Para o governador do Rio de Janeiro ‘Cláudio Castro (PL-RJ), a "polícia tem que ser livre para fazer o trabalho dela" - Foto: Renato Araújo/Câmara dos Deputados
25/11/2025
Brasília – O governador do Rio de Janeiro, Cláudio Castro (PL-RJ), defendeu durante audiência na Câmara mais recursos e autonomia para as polícias, no âmbito da discussão da PEC da Segurança Pública (PEC 18/25), que propõe alterações na estrutura da segurança no País.

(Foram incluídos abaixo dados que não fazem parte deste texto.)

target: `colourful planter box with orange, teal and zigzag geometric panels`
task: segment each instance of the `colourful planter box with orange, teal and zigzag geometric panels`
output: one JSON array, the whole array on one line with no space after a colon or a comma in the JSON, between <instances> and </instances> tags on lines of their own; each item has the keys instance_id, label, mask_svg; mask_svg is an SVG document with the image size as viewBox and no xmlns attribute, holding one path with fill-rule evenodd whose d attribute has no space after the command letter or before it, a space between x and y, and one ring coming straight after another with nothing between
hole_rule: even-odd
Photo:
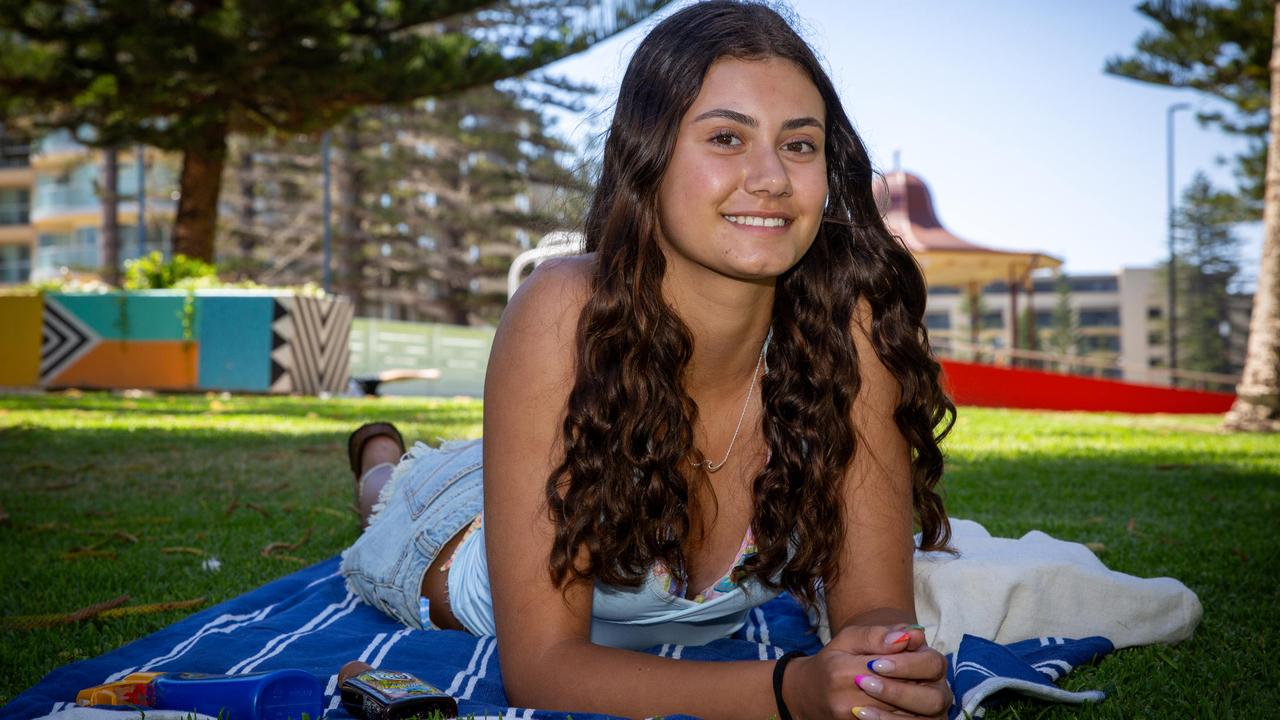
<instances>
[{"instance_id":1,"label":"colourful planter box with orange, teal and zigzag geometric panels","mask_svg":"<svg viewBox=\"0 0 1280 720\"><path fill-rule=\"evenodd\" d=\"M284 292L0 296L0 386L343 392L351 319Z\"/></svg>"}]
</instances>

Em audiência pública sobre a PEC da Segurança Pública (PEC 18/25), o governador Cláudio Castro (PL-RJ) defendeu medidas mais robustas e flexíveis para o enfrentamento ao crime organizado no Rio de Janeiro e em todo o Brasil. Entre as propostas apresentadas, Castro sugeriu que parte da taxação das “bets” seja direcionada diretamente à segurança pública, fortalecendo o financiamento das ações policiais.
O governador criticou o modelo atual de repasses federais, que segundo ele, chegam aos estados por meio de “projetos carimbados”, com pouca autonomia para gestão local. Castro (PL-RJ)defendeu repasses “livres”, mais eficazes e dinâmicos, além de compensações da União pelo combate a crimes federais realizado por policiais civis, incluindo o enfrentamento ao tráfico de armas.
Castro (PL-RJ) também ressaltou a importância de integrar esforços entre as polícias, já que, segundo ele, a distinção entre crimes estaduais e federais se tornou cada vez mais complexa. Para o governador, a autonomia das instituições policiais é essencial:
“Na minha opinião, a polícia tem que ser livre para fazer o trabalho dela. Rio de Janeiro é um estado de serviços, e o crime organizado tem tomado conta de ações como internet e transporte alternativo. Não vamos aceitar intimidação. Que prendam todos os postos irregulares!”, afirmou.
O governador ainda destacou ser desnecessário constitucionalizar o Sistema Único de Segurança Pública (Susp), bastando aplicar a legislação de 2018 que criou o fundo. Para ele, as polícias estaduais devem seguir subordinadas aos governadores, enquanto a Polícia Federal não deveria ter liberdade para escolher onde atuar sem coordenação.
A audiência também tratou de declarações recentes do ministro da Fazenda, Fernando Haddad, que criticou suposta falta de ação estadual contra o contrabando de combustíveis, apontado como fonte de financiamento do crime organizado. Castro (PL-RJ) rebateu, defendendo que o estado tem atuado e que o principal entrave está na ausência de apoio federal consistente.